Poor Pam. Ingloriously fired by an overwhelming majority of the voters, she is still hurting. Like the criminal ex-president, who spent his final days in exile trying vainly to win back the affection of the American people, Price just can’t accept reality and move on. No, she’s still fighting a battle that literally no one but her cares about.

“What really happened in DA Pamela Price’s first 90 days?” she muses, in a video conversation with one of her former lackies, Ryan LaLonde.

LaLonde actually was Madame DA’s first spokeperson. His LinkedIn describes him as a “specialist” in “Branding, Packaging [and] Concept development.” He also was vice president of the Alameda [city] Unified School District’s Board of Education, making him the first openly LGBTQ person in the city’s history elected to anything. He sounds like a good guy, with a sincere concern for the underdog. But he cast his lot with a rogue politician, and ended up on the losing side.

Lalonde and Price talk about those “first 90 days” when they labored to create a positive personality for the then-little known D.A. Price was worried that there was an “disorganized” communications division in the DA’s office that failed to keep the public informed of what the DA, in her view, was actually accomplishing. LaLonde helped reform the office’s website, its publications for the public, and even its business cards.

Lalonde explains that his job was primarily to create a new brand for Price. Since the public knew so little about her, through his branding he would create for her a new identity, like a new-product launch just introduced in the stores. She would become, under his tutelage, “the drum major for justice…thepeoplesda,” as if she were a combination of Judge Judy, Joan of Arc and Rosa Parks.
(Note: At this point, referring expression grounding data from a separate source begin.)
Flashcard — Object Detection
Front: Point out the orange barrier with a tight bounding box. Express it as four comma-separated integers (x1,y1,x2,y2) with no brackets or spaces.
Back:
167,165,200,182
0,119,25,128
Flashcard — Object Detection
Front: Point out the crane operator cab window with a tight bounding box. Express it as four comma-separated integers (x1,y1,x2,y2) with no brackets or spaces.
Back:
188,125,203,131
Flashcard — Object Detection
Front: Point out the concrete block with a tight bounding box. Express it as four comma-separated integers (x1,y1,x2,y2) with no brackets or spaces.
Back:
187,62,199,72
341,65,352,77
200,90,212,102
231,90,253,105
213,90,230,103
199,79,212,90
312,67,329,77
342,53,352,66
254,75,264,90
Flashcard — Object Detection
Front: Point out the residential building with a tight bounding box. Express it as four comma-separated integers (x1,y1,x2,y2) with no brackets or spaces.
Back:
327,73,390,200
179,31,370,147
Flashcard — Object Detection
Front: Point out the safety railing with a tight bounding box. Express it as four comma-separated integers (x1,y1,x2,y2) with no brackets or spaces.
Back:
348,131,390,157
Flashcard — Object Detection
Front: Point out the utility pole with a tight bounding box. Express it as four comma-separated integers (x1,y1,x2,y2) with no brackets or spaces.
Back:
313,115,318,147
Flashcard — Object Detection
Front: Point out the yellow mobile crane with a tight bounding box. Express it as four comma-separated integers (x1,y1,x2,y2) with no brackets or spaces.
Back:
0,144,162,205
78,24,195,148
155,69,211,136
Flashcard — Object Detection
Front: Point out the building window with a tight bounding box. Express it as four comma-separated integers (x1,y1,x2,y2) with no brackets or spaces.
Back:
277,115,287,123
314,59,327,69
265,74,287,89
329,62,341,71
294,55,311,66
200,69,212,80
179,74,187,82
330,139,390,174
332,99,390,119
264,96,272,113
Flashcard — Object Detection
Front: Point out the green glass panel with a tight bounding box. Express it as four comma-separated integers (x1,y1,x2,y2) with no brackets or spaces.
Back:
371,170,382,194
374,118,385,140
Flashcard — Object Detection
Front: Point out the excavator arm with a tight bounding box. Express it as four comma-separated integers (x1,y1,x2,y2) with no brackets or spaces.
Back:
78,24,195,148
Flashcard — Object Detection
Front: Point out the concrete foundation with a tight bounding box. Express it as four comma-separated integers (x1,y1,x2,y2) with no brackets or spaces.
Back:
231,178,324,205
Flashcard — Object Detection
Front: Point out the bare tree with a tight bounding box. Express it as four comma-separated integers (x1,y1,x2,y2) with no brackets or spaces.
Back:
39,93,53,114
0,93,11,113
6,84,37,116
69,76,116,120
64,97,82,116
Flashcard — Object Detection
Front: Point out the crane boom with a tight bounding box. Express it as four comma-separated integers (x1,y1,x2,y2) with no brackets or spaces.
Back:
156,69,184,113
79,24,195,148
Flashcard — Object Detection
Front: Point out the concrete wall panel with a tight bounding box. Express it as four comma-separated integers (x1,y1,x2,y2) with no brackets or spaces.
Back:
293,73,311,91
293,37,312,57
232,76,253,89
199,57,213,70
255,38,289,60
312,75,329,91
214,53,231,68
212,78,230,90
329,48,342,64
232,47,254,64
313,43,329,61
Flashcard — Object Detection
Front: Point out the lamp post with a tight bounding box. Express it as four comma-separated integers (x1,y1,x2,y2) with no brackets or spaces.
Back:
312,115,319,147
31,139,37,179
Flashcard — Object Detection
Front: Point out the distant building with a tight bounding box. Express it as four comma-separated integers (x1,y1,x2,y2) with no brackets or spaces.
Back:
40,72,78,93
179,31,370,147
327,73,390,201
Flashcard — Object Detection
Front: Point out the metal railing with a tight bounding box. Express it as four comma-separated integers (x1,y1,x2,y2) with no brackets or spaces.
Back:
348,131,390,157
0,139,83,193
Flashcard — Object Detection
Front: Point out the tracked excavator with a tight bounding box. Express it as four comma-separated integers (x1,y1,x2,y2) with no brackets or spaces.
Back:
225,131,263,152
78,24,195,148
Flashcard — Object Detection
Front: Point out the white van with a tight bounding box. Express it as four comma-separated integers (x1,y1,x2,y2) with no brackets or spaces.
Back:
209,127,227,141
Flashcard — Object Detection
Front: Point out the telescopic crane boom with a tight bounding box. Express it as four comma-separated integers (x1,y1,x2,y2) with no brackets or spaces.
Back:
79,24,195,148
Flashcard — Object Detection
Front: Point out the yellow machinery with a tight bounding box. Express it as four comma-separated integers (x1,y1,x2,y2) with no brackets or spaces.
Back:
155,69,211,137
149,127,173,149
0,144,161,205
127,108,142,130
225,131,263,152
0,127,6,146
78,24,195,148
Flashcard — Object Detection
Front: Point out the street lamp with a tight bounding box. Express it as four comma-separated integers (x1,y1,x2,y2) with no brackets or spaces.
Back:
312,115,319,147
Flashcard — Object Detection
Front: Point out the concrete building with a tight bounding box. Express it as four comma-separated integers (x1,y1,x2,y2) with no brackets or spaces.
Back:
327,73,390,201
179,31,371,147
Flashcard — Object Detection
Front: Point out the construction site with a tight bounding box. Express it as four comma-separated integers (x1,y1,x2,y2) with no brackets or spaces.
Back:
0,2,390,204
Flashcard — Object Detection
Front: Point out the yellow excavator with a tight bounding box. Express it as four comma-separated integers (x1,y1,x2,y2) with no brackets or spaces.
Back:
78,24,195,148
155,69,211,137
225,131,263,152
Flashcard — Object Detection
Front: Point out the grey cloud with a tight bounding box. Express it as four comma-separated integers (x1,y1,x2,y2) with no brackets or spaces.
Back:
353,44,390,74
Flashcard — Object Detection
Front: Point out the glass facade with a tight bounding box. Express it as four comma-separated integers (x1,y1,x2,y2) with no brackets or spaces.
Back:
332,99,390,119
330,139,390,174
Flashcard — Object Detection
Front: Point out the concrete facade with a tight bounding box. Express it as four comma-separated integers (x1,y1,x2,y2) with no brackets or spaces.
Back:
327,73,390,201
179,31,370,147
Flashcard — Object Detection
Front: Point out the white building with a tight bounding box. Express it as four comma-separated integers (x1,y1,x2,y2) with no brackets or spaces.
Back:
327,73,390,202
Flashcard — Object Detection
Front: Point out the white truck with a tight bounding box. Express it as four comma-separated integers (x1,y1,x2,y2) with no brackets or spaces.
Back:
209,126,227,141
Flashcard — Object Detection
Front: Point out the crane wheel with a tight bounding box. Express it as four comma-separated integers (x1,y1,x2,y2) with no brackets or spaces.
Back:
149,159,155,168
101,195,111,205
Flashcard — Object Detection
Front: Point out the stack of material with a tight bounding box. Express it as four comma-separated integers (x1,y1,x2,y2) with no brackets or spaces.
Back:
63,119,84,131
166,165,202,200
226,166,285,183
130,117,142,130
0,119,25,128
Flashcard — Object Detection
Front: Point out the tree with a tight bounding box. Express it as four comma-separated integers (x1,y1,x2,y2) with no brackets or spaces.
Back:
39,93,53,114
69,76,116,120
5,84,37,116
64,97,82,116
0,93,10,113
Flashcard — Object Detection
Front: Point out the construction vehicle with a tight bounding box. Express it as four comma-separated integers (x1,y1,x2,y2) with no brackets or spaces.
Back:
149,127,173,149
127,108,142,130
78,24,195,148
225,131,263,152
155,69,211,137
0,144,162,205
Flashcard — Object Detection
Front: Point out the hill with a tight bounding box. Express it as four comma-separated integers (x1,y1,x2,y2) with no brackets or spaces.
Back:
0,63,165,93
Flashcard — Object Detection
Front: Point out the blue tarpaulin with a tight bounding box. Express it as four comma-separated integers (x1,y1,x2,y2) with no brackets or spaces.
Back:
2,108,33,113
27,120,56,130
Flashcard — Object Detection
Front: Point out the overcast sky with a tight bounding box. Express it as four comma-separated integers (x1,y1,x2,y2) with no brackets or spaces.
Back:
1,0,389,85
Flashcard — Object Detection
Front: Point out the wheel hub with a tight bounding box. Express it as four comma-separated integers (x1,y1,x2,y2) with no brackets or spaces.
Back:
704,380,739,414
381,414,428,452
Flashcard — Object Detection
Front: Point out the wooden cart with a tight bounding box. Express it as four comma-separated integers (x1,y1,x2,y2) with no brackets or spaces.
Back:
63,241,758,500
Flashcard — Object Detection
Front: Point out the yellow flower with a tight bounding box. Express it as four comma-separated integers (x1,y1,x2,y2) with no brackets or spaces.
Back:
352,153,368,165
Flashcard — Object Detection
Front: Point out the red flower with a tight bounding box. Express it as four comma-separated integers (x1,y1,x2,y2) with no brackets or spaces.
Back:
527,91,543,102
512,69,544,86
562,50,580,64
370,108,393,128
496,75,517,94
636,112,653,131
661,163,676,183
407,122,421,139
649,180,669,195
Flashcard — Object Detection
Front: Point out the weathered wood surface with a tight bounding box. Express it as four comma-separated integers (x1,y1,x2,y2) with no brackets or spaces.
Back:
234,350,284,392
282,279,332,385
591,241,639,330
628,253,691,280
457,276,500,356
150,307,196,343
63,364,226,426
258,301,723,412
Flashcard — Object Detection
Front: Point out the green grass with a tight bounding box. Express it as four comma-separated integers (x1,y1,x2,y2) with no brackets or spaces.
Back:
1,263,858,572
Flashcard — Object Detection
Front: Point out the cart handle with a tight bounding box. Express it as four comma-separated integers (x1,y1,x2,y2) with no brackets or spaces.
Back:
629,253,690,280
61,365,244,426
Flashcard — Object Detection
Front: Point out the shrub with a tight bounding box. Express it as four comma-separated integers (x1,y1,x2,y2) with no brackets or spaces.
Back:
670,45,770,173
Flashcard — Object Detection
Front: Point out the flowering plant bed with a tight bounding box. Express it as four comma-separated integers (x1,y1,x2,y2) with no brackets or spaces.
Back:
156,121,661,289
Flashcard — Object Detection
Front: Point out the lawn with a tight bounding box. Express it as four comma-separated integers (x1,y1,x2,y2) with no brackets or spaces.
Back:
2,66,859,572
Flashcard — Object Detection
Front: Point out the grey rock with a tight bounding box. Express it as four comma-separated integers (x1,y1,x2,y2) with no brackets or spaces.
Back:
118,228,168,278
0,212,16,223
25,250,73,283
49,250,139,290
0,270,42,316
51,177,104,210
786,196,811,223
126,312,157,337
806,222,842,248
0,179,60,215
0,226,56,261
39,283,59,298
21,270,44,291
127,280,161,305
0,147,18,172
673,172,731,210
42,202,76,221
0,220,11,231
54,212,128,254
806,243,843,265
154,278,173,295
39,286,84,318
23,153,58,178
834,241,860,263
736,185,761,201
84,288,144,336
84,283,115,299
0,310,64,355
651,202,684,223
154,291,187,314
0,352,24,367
It was a bizarre montage that nobody bought, because it was so inconsistent with what the public were seeing on T.V. That was the image of an angry, stylishly-attired woman with a frizzy wig, who seemed less of a “drum major for justice” than a megaphone-toting agitator at a defund-the-police rally.

None of this P.R. stuff worked. Price and LaLonde soon discovered that they were not the sole proprietors of information about Madame D.A., and therefore could not totally control the message. The truth about Pamela Price soon seeped out despite their Madison Avenue attempts at control; no amount of image manipulation could fool the public for long. LaLonde lasted only a couple months at his job, and Price was quickly recalled.

The interview, rambling and tedious, goes on to include victims like Jasper Wu, the 13-year old toddler who was shot to death riding in his parents’ car on I-880, for which Price was widely criticized; she and LaLonde call the blowback “weaponizing” victims. They talk about “reporters in a frenzy” who covered Price’s breakdown and fall, as well they should have. And “editors” fueling the fire. They assign the blame for Price’s recall, in other words, to everyone except Pamela Price herself, and the feeble yes-men, like LaLonde, she surrounded herself with, who never told her the truth: that her unpopularity had exploded because of her anti-police, pro-crime, racialized ideology.

Price is apparently on the comeback trail, like Nixon was in the years before he died. She hopes to regain her old job. That’s about as likely as Nixon being re-elected president in 1980, by which time he’d become a punchline. So has Madame D.A.